[bug] approval resolution is race-prone and can double-resolve the same request

[nkanf-dev]

Problem

ResolveApproval() can resolve the same approval more than once under concurrency.

The engine reads a pending approval under lock, mutates a local copy, unlocks, writes to SQLite, and only then writes the resolved state back into memory. During that window, a second resolver can still read the same approval as pending and also succeed.

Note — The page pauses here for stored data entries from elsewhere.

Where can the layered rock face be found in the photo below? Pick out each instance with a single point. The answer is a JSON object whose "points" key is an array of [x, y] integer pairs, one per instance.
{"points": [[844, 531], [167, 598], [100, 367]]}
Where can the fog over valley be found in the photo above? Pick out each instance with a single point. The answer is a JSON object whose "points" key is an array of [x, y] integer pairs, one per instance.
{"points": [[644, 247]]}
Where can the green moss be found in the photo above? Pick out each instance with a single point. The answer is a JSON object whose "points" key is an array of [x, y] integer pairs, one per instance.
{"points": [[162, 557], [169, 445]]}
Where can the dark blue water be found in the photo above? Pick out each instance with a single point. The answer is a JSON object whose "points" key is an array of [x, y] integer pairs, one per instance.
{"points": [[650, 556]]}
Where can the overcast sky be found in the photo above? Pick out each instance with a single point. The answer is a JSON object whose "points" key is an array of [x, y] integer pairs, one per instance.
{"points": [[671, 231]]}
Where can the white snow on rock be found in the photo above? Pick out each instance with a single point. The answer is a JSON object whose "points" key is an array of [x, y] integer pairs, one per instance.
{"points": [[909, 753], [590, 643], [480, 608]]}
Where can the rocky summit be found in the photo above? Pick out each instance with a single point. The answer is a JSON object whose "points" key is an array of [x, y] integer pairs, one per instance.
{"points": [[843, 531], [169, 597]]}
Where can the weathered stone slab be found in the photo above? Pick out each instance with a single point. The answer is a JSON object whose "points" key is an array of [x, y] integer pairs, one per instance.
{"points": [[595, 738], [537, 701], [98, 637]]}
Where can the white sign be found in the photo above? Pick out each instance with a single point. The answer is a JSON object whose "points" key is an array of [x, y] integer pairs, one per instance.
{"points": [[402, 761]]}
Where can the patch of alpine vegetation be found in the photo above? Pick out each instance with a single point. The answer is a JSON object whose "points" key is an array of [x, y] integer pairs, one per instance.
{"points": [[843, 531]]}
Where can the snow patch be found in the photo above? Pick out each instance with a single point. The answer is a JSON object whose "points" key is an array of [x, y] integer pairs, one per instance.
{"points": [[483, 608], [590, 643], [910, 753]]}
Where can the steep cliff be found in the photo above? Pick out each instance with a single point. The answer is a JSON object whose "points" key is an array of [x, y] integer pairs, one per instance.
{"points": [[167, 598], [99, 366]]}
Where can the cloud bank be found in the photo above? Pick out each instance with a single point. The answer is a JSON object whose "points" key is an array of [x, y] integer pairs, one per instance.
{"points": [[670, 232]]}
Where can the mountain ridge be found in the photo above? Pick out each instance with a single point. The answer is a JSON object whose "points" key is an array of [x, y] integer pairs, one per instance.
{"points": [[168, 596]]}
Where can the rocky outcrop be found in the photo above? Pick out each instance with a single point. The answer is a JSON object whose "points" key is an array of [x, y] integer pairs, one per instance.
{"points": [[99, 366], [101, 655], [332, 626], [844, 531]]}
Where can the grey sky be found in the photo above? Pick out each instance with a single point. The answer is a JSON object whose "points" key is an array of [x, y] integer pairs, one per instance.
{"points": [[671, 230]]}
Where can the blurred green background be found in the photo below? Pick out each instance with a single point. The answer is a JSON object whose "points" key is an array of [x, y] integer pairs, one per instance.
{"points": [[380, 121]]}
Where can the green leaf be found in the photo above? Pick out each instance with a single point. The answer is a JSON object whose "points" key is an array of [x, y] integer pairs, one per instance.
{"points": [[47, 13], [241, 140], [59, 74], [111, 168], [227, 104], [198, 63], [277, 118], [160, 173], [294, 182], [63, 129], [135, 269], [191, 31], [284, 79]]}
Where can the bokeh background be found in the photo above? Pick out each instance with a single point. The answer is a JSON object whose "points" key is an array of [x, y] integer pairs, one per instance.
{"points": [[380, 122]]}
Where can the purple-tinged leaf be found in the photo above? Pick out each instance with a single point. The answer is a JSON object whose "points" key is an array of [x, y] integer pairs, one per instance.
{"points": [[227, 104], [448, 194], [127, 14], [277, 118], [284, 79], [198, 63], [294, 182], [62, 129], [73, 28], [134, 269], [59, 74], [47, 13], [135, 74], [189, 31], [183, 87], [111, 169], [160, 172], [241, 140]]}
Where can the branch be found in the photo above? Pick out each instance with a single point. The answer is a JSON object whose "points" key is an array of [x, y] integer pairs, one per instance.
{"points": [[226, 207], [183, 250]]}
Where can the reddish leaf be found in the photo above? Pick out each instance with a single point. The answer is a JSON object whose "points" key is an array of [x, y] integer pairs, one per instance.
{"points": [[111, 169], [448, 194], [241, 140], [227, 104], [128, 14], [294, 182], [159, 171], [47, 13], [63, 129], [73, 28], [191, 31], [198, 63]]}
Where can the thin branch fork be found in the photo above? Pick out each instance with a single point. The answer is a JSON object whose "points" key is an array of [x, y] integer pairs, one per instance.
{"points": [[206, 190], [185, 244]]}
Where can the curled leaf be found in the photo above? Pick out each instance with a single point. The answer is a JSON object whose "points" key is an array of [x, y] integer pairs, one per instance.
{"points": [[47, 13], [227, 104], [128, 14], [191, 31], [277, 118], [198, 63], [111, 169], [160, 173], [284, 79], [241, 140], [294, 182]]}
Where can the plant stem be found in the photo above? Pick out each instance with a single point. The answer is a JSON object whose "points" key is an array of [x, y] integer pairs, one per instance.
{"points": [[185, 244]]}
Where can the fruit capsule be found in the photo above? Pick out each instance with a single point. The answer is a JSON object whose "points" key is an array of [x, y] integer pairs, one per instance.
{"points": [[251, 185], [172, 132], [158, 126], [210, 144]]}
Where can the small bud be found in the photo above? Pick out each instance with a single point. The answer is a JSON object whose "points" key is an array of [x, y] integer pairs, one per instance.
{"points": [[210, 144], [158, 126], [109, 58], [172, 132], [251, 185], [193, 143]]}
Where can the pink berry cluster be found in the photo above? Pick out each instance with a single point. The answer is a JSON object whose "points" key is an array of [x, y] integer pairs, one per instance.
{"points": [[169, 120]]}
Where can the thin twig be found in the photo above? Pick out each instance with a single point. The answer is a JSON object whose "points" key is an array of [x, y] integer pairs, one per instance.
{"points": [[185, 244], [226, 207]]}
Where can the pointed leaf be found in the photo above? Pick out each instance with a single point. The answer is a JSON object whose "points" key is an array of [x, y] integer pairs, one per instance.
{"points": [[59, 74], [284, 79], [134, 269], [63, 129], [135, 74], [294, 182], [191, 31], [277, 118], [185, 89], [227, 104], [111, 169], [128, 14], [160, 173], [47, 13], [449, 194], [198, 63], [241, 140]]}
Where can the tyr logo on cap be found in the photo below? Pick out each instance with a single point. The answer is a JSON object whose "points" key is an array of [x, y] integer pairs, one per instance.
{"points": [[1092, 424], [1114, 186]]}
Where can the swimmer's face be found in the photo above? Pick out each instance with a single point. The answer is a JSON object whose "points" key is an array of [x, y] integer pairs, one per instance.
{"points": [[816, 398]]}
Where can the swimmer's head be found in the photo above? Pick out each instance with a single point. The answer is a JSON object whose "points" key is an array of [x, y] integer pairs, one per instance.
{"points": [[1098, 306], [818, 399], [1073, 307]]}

The store layer makes this worse by using unconditional UPSERT semantics for both approval_states and attempt_grants, so the last writer wins instead of the second request failing closed.

Impact

• Two operators can both receive a successful response while submitting conflicting decisions for the same approval
• Final approval state depends on write ordering rather than first successful resolution
• Attempt grants can be overwritten after an approval was already denied or approved differently
• This breaks approval integrity in the most security-sensitive state transition in the system

Expected

Resolving an approval should be atomic and one-way:

1. Exactly one resolver should be able to transition pending -> approved|denied|expired
2. Concurrent resolvers should get a conflict once the first resolution commits
3. Approval state and attempt grant persistence should be updated transactionally
4. Tests should cover concurrent approve/deny races against the same approval id

Key code

• internal/core/engine.go — ResolveApproval() unlocks before persistence and final in-memory update
• internal/store/sqlite.go — SaveApproval() uses unconditional UPSERT
• internal/store/sqlite.go — SaveAttemptGrant() also overwrites existing rows on conflict

[nkanf-dev]

Resolved by engine refactoring: implemented ResolveApprovalAtomic with SQLite transactions for thread-safe state transitions.